Seventy-two years after two torpedoes fired from a Japanese submarine sunk cruiser USS Indianapolis (CA-35), the ship’s wreckage was found resting on the seafloor on Saturday – more than 18,000 feet below the Pacific Ocean’s surface.
Paul Allen, Microsoft co-founder and billionaire philanthropist, led a search team, assisted by historians from the Naval History and Heritage Command (NHHC) in Washington, D.C., to accomplish what past searches had failed to do – find Indianapolis, considered the last great naval tragedy of World War II.
— Paul Allen (@PaulGAllen) August 19, 2017
“To be able to honor the brave men of the USS Indianapolis and their families through the discovery of a ship that played such a significant role in ending World War II is truly humbling,” said Allen in a statement provided to USNI News on Saturday.
“As Americans, we all owe a debt of gratitude to the crew for their courage, persistence and sacrifice in the face of horrendous circumstances. While our search for the rest of the wreckage will continue, I hope everyone connected to this historic ship will feel some measure of closure at this discovery so long in coming.”
On July 30, 1945, what turned out to be the final days of World War II, Indianapolis had just completed a secret mission to the island Tinian, delivering components of the atomic bomb “Little Boy” dropped on Hiroshima which would ultimately help end the war. The ship sunk in 12 minutes, before a distress signal could be sent or much of the life-saving equipment was deployed, according to a statement from the Naval History and Heritage Command in Washington, D.C. Because of the secrecy surrounding the mission, the ship wasn’t listed as overdue.

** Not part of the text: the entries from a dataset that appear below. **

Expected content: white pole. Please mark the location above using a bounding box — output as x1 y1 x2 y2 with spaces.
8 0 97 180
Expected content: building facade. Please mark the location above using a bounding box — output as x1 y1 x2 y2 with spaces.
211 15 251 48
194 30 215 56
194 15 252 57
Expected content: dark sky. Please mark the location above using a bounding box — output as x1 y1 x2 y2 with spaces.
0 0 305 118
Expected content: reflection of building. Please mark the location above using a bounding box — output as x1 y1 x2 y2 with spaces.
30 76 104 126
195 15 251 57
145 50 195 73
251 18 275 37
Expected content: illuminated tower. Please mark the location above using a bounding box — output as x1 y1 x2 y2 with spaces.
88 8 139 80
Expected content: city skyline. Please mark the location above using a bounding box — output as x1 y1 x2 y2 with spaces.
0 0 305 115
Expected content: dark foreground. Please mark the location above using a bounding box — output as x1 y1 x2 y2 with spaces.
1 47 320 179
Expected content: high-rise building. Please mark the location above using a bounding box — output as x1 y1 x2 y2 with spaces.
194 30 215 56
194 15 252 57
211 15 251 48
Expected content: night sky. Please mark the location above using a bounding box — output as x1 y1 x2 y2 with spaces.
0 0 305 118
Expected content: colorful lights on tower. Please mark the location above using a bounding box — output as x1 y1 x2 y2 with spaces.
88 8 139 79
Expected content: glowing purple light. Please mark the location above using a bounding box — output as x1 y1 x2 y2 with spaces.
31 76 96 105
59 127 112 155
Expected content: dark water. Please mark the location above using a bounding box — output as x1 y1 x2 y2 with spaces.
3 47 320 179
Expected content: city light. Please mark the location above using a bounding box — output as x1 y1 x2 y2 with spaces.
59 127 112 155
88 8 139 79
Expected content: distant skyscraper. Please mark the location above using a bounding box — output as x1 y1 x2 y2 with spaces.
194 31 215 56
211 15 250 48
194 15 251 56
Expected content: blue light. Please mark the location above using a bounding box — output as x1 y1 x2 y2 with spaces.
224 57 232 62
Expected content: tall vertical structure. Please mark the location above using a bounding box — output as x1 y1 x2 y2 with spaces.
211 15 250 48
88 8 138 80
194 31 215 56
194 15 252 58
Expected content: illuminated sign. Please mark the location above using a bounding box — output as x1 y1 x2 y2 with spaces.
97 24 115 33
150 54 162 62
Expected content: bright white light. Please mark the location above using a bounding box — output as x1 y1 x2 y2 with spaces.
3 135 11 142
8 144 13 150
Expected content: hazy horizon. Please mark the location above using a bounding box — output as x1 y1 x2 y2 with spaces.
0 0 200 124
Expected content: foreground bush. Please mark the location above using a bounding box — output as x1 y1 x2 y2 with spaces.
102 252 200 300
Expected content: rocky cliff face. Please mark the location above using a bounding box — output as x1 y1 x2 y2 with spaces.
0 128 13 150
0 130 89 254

Around 800 of the ship’s 1,196 sailors and Marines survived the sinking, but after four to five days in the water, suffering exposure, dehydration, drowning, and shark attacks, only 316 survived.
“I’m very happy that they found it. It’s been a long 72 years coming,” said a statement released by Indianapolis survivor Arthur Leenerman, 93 years-old from Mahomet, Ill. “I have wished for years that they would find it. The lost at sea families will feel pretty sad but I think finding the ship will also give them some closure. I’m glad that the search was successful. It will be interesting to see where it was found and how deep it was resting.”
The ship’s story has become part folklore, thanks in large part to the chilling monologue in the 1975 film “Jaws” when fisherman Quint tells about being aboard Indianapolis when it was sunk.
Allen’s break came a year ago when Richard Hulver, a NHHC historian, discovered records from amphibious landing ship USS LST-779 that recorded a sighting of Indianapolis hours before it was torpedoed, according to a statement from NHHC. Hulver’s research led to a new search area west of the original presumed position. Still, the new search area was in 600 square-miles of open North Pacific Ocean water.
“Teams have tried to find Indianapolis in the past, but failed, partly because she is over two miles down, but also because they were looking in the wrong place,” wrote Hulver in an analysis of the new information published by NHHC last summer. “Historical records specifying the sinking location do not exist, as no distress signal providing the location of Indianapolis was received. Allied intelligence recovered I-58’s message to Tokyo confirming the kill, but failed to identify a specific ship or recover the position given by the Japanese.”
Allen’s 13-person expedition team, on the R/V Petrel is in the process of surveying the full site and will conduct a live tour of the wreckage in the next few weeks. They are complying with U.S. law and respecting the sunken ship as a war grave, taking care not to disturb the site. The Indianapolis remains the property of the U.S. Navy and its location will remain confidential and restricted by the Navy.
The crew of the R/V Petrel has collaborated with Navy authorities throughout its search operations and will continue to work on plans to honor the 19 crew members still alive today, as well as the families of all those who served on the highly decorated cruiser.